Kanın Diğer Görevleri
Gaz nakli yanında kanın başka taşıma görevleri de vardır. Örneğin besini dokulara ve atık maddeleri de boşaltım organlarına nakleder. Kan, organizmadaki olayları düzenleyen hormonları taşır. Homoiotermal canlılarda vücut sıcaklığını nakleder. Ayrıca kan, hastalık etkenleri ve zehirli maddelere karşı koyucu madde üretir.
Kan Pıhtılaşması
Eğer yaralanan bir yerden kan akışı olursa, kısa bir süre sonra yaranın jelimsi bir maddeyle kaplandığı ve kan akışının durduğu görülür. Bu olaya KAN PIHTILAŞMASI (=AGLUTİNASYON) denir. Bu tabaka kan hücrelerinin elastik fibrillerinin oluşturduğu bir karışımdır. Fibrilleri FİBRİN adlı protein yapar. Akıcı kanda fibrin bulunmaz; ama kan plazmasında çözünen ön basamağı olan FİBRİNOJEN vardır. Kan pıhtılaşması çok basamaklı bir olaydır. Burada enzim ve diğer faktörlerin etkisi ile fibrinojenden fibrin oluşturulur
Epitel hücrelerin yer aldığı kan damarı cidarındaki hücrelerin, damarın yaralanıp kanla ilişkiye geçmesi, kan pıhtılaşmasını aktive eder. Bunlar pıhtılaşma faktörü adı da verilen özel bir protein salgılar. Ayrıca trombositler yaralanan noktaya birbirleri ile yapışarak birikip PLAKACIK FAKTÖRÜ' nü oluşturur. Plakacık ve pıhtılaşma faktörleri plazmada çözünmüş olan PROTROMBIN adlı proteinden TROMBIN adlı enzimi yapar. Bu olaya Ca+2 iyonları da katılır. Trombin, molekülünden iki peptidi ayırdığı fibrinojeni aktive eder. Aktive edilen fibrinojenden zincir oluşumu ile FİBRİN meydana gelir.

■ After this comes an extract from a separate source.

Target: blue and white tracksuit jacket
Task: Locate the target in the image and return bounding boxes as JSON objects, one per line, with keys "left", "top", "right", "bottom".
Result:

Hasta kan damarlarında, örneğin varislerde, aynı şekilde fibrin eksikliği olabilir. Eğer kan pıhtısı toplardamarı tıkarsa TROMBOZ"dan söz edilir; bir tromboz kan tarafından taşınırsa EMBOLUS meydana gelir. Böylece trombozun vücudun başka bir yerde görülmesine, yani kan damarının tıkanarak hayatı tehdit eden "EMBOLÎ" nin oluşmasına yol açılır.
Sık rastlanan hemofili adlı hastalıkta, belli bir Globulin, yani "FAKTÖR VIII" in olmayışı kanın çok yavaş pıhtılaşmasına yol açar. Çok küçük yaralanmalar bile kan kaybına neden olur. Globulin günümüzde sağlıklı kişilerin kanından elde edildiği gibi, genteknolojik olarak değiştirilmiş bakterilerden de kazanılabilir.